Is bitcoin a means to counter authoritarian regimes?

Crypto assets are not a safe haven for one’s investments or a shield against government tyranny. In his whitepaper Bitcoin, Currencies, and Fragility, Nassim Taleb writes of the "safe haven from tyranny" thesis:

By its very nature, bitcoin is open for all to see. The belief in one’s ability to hide one’s assets from the government with a public blockchain easily triangularizable at endpoints, and not just read by the FBI but also by people in their living rooms, requires a certain lack of financial seasoning and statistical understanding — perhaps even a lack of minimal common sense. For instance a Wolfram Research specialist was able to statistically detect and triangularize "anonymous" ransom payments made by Colonial Pipeline on May 8 in 2021 — and it did not take long for the FBI to restore the funds. We can safely assume that government structures and computational power will remain stronger than those of distributed operators who, while distrusting one another, can fall prey to simple hoaxes

[..] The slogan "Escape government tyranny hence bitcoin" is similar to advertisements in the 1960s extolling the health benefits of cigarettes.

The massive power asymmetries of authoritarian regimes and their control over both traditional payment rails and domestic implies that dissidents attempting to use crypto assets to circumvent repression or capital controls will find it very difficult to move assets or cash out. Without the capacity to cash out, the efficacy of their actions is fundamentally limited to external geographic regions outside of the authoritarian regimes. Since no action can be effected internal to the regime this refutes the argument that crypto assets are an effective tool for dissidents.

This is best evidenced by the Canadian convoys in 2022 which attempted to take international donations in crypto assets and found themselves and their accounts frozen by both banks and Canadian crypto exchanges which blocked transactions under illicit financing laws. This made using the donations to purchase supplies impossible and undermined the crypto assets narrative.

The complete ban of crypto assets by the People's Republic of China also does not lend credibility to the thesis that crypto assets are outside the remit of authoritarian controls and their restriction on capital movement and controls over domestic money services business.
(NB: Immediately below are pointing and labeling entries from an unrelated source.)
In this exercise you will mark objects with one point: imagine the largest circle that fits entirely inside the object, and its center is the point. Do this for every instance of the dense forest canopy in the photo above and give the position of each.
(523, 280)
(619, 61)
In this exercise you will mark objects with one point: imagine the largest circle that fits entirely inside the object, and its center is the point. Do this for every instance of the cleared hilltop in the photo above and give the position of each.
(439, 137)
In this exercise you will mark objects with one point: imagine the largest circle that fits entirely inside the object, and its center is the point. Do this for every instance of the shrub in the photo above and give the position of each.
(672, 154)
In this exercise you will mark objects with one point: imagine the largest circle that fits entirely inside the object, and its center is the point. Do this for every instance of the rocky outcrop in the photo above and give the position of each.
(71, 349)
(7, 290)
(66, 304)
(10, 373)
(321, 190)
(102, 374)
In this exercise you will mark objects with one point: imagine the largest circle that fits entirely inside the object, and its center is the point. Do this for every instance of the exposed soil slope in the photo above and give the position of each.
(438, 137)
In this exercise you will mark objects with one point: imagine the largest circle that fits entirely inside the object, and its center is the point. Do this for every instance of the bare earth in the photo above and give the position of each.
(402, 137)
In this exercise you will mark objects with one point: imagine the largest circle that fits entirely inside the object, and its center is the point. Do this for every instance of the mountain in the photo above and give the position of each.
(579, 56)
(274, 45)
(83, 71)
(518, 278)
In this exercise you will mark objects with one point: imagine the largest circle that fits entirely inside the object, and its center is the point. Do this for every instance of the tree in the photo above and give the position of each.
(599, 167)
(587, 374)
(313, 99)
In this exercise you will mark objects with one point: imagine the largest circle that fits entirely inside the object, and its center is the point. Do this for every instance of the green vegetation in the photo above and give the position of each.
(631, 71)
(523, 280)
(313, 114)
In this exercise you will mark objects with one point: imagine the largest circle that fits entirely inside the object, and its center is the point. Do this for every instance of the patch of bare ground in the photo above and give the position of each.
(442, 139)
  1. Bogost, Ian. 2017. ‘Cryptocurrency Might Be a Path to Authoritarianism’. The Atlantic 30.
  2. Taleb, Nassim Nicholas. 2021. ‘Bitcoin, Currencies, and Fragility’. ArXiv:2106.14204 [Physics, q-Fin], July.
  3. White, Molly. 2022. ‘Cryptocurrency Off-Ramps, and the Shift towards Centralization’. Molly White. 12 February 2022.
  4. Krugman, Paul. 2022. ‘The Strange Alliance of Crypto and MAGA Believers’. The New York Times, 11 January 2022, sec. Opinion.
  5. Xie, Rain. 2019. ‘Why China Had to Ban Cryptocurrency but the U.S. Did Not: A Comparative Analysis of Regulations on Crypto-Markets between the U.S. and China’. Wash. U. Global Stud. L. Rev. 18 (2): 457–89.
  6. Wang, Gangjin, Yanping Tang, Chi Xie, and Shou Chen. 2019. ‘Is Bitcoin a Safe Haven or a Hedging Asset? Evidence from China’. Journal of Management Science and Engineering 4 (3): 173–88.
  7. Ottenhof, Luke. 2021. ‘Crypto-Colonialists Use the Most Vulnerable People in the World as Guinea Pigs’. VICE Media.